Protection is also a function of geology. In one home, a 'whole house' protector was properly earthed. And they still suffered damage. Lightning is a connection from cloud to earth. That current continues maybe miles through earth to distant earthborne charges. As long as that path does not pass inside a house, then no damage. But appliances were still damaged.
Eventually, a vein of graphite was discovered behind the house. A best path was incoming on AC mains, ignore the service entrance earth ground, pass through appliances, then connect to that graphite vein.
As usual, the solution is found in better earthing. A ground wire loop around the building connected to the service entrance (single point) earth ground. Now equipotential was made better. Earth beneath the entire house was one big single point earth ground. Better equipotential (and conductivity) was created. Now a best connection to distant earthborne charges was incoming on AC mains, through a 'whole house' protector, into the ground wire loop, to a graphite vein, and to distant charges. Now the path remained outside the building.
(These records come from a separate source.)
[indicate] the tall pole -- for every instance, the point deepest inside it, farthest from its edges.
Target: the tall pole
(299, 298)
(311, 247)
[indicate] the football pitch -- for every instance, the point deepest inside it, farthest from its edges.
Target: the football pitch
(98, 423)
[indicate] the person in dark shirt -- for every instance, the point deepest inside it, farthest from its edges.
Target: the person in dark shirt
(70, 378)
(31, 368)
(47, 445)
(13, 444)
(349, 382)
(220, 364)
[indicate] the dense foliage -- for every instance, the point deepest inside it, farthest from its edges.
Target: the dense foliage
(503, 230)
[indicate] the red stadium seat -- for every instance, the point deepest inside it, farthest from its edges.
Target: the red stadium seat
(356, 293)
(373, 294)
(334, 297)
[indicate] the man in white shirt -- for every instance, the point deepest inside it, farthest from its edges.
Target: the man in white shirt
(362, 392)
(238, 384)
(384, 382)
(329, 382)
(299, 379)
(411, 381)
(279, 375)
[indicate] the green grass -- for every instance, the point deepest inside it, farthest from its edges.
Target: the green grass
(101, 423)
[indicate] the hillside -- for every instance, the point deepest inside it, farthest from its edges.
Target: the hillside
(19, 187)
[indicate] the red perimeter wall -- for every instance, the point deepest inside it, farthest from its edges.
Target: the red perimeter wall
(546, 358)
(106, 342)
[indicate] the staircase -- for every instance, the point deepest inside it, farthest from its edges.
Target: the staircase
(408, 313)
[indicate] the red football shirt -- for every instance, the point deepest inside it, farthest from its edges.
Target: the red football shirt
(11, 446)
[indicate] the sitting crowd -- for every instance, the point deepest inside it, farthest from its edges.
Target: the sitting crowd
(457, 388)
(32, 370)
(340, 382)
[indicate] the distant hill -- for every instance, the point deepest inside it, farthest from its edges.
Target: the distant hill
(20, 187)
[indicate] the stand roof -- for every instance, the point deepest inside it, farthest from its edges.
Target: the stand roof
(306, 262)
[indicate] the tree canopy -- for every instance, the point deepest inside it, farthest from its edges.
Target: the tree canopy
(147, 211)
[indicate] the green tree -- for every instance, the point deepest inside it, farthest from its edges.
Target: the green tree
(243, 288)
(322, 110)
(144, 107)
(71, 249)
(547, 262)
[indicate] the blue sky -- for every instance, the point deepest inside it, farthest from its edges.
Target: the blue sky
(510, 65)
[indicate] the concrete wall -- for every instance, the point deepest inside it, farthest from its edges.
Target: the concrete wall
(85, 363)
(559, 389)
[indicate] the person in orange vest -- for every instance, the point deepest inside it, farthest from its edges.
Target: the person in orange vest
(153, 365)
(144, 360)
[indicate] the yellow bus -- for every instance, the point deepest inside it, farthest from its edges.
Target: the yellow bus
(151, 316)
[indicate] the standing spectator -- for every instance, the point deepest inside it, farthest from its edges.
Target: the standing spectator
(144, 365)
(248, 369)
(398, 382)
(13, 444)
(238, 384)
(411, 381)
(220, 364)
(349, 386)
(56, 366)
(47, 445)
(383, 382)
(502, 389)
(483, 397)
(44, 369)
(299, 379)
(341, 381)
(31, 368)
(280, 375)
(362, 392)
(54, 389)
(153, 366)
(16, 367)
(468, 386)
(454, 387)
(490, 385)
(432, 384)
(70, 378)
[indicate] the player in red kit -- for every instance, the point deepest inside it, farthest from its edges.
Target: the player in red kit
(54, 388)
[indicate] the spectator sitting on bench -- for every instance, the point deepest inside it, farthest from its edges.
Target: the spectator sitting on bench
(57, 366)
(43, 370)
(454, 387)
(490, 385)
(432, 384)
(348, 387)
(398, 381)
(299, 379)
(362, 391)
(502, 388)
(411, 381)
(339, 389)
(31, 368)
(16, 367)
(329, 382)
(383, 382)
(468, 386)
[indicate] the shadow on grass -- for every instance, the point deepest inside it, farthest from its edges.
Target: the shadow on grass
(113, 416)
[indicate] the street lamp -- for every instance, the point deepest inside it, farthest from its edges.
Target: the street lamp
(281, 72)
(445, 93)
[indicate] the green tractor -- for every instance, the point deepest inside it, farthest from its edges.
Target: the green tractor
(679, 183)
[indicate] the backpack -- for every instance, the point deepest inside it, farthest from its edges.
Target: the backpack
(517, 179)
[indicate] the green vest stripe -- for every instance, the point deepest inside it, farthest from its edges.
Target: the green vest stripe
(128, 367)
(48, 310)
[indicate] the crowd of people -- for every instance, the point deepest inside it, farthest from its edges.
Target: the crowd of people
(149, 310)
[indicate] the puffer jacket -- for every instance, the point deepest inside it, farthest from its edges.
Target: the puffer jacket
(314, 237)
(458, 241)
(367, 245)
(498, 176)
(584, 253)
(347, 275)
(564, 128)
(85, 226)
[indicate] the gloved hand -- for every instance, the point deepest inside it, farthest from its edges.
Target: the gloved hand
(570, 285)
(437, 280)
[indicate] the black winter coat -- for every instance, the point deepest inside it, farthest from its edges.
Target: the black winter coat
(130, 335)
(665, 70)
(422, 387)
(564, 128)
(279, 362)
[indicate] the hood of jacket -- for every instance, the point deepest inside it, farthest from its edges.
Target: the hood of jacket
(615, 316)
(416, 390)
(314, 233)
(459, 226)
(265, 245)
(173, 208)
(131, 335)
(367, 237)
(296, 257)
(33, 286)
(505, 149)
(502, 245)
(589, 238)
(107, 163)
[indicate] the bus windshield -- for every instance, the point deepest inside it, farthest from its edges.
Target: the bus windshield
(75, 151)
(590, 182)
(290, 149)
Protection is always about the earthing.
This was a rare failure. Most homes are sufficiently earthed by two ten foot ground rods. But homeowners that want even better protection use this ground loop or another superior earthing method - Ufer grounds. Because surge protection is always defined by the connection to and quality of single point earth ground. And not by protectors.
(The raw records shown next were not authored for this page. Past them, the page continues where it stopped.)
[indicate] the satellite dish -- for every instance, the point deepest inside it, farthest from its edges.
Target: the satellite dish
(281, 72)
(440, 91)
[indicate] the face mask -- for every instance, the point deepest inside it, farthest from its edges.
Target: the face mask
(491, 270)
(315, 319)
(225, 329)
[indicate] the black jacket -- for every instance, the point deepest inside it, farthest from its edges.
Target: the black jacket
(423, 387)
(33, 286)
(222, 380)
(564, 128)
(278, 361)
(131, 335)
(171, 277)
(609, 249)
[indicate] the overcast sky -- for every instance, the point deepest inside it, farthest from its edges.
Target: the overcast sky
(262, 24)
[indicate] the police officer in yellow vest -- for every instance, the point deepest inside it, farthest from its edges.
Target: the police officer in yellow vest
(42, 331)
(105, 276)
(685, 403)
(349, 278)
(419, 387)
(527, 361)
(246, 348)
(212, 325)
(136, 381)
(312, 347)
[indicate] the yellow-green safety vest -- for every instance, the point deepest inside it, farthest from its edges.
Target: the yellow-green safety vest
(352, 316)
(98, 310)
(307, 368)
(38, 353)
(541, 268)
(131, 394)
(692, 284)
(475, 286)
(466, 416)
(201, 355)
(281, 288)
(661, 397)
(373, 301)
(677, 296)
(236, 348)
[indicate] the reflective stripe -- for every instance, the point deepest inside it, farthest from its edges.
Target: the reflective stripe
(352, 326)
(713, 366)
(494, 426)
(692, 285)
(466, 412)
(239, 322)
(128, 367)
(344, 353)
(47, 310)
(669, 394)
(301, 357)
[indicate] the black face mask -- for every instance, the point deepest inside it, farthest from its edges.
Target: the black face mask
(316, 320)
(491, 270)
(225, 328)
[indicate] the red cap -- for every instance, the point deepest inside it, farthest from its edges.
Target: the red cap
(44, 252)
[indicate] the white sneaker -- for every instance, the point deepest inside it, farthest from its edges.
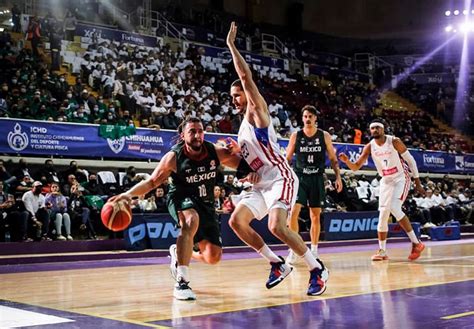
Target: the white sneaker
(292, 258)
(182, 291)
(173, 262)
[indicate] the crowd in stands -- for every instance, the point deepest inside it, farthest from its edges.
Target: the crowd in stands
(47, 203)
(157, 88)
(440, 101)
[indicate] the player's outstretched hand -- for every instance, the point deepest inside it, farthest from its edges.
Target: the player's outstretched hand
(252, 178)
(232, 34)
(120, 197)
(232, 146)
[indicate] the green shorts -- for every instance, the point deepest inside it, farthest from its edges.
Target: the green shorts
(209, 228)
(311, 191)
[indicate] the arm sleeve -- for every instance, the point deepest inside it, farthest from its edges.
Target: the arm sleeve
(411, 163)
(243, 169)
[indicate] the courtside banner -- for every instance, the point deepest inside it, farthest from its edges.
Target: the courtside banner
(101, 32)
(30, 137)
(350, 225)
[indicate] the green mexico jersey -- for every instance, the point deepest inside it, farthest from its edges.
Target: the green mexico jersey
(310, 153)
(195, 178)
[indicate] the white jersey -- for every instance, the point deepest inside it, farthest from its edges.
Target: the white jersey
(387, 160)
(259, 147)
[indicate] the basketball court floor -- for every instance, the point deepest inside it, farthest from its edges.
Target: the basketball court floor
(436, 291)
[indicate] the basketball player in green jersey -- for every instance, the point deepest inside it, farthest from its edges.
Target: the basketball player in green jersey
(192, 165)
(310, 145)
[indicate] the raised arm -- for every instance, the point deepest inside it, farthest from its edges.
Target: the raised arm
(333, 159)
(354, 166)
(290, 149)
(256, 103)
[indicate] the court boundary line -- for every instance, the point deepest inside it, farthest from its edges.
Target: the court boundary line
(146, 324)
(321, 298)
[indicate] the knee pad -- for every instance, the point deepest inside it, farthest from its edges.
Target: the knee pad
(398, 214)
(384, 214)
(396, 209)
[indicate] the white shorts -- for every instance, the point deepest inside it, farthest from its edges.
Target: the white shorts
(267, 195)
(393, 193)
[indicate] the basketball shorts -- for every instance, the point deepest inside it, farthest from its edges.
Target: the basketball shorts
(392, 195)
(280, 193)
(311, 191)
(209, 227)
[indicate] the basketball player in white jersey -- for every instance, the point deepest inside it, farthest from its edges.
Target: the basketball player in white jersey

2) Surges are not voltage. If its current is properly connected to earth, then a lightning strike creates near zero voltage. Voltage only exists when something foolishly tries to stop a surge (ie an adjacent protector or UPS). Those adjacent protectors will absorb how much energy? Hundreds of joules? A protector adjacent to an appliance can only block or absorb a surge. Increasing voltage. Meanwhile, typically destructive surges are hundreds of thousands of joules. Creates near zero voltage when the connection to a better earth ground is low impedance (ie 'less than 10 feet').
3) Once permitted inside, that current will hunt for earth ground destructively via appliances. A typical surge on AC mains is incoming to every appliance. Are all appliances damaged? Of course not. The one or few damaged appliances must also have an outgoing path to earth. Damaged appliance have both an incoming and outgoing path. Then those appliances act like a 'whole house' protector to protect other appliances.
Informed consumers spend maybe as little as $50 for an earthed 'whole house' protector. So that no appliance need be damaged. So that direct lightning strikes (when properly earthed) do not even damage the protector. Then near zero voltage exists from a surge. A voltage that remains well below what all appliances are designed to withstand without damage.
4) Plug-in protectors will not even mention earth ground. Since that would harm sales. Informed consumers earth a 'whole house' protector. Protectors are simple dumb science. The 'art' of protection (as made obvious in so many case studies) is what does the protection - single point earth ground. That house adjacent to a graphite vein is one example of the "art".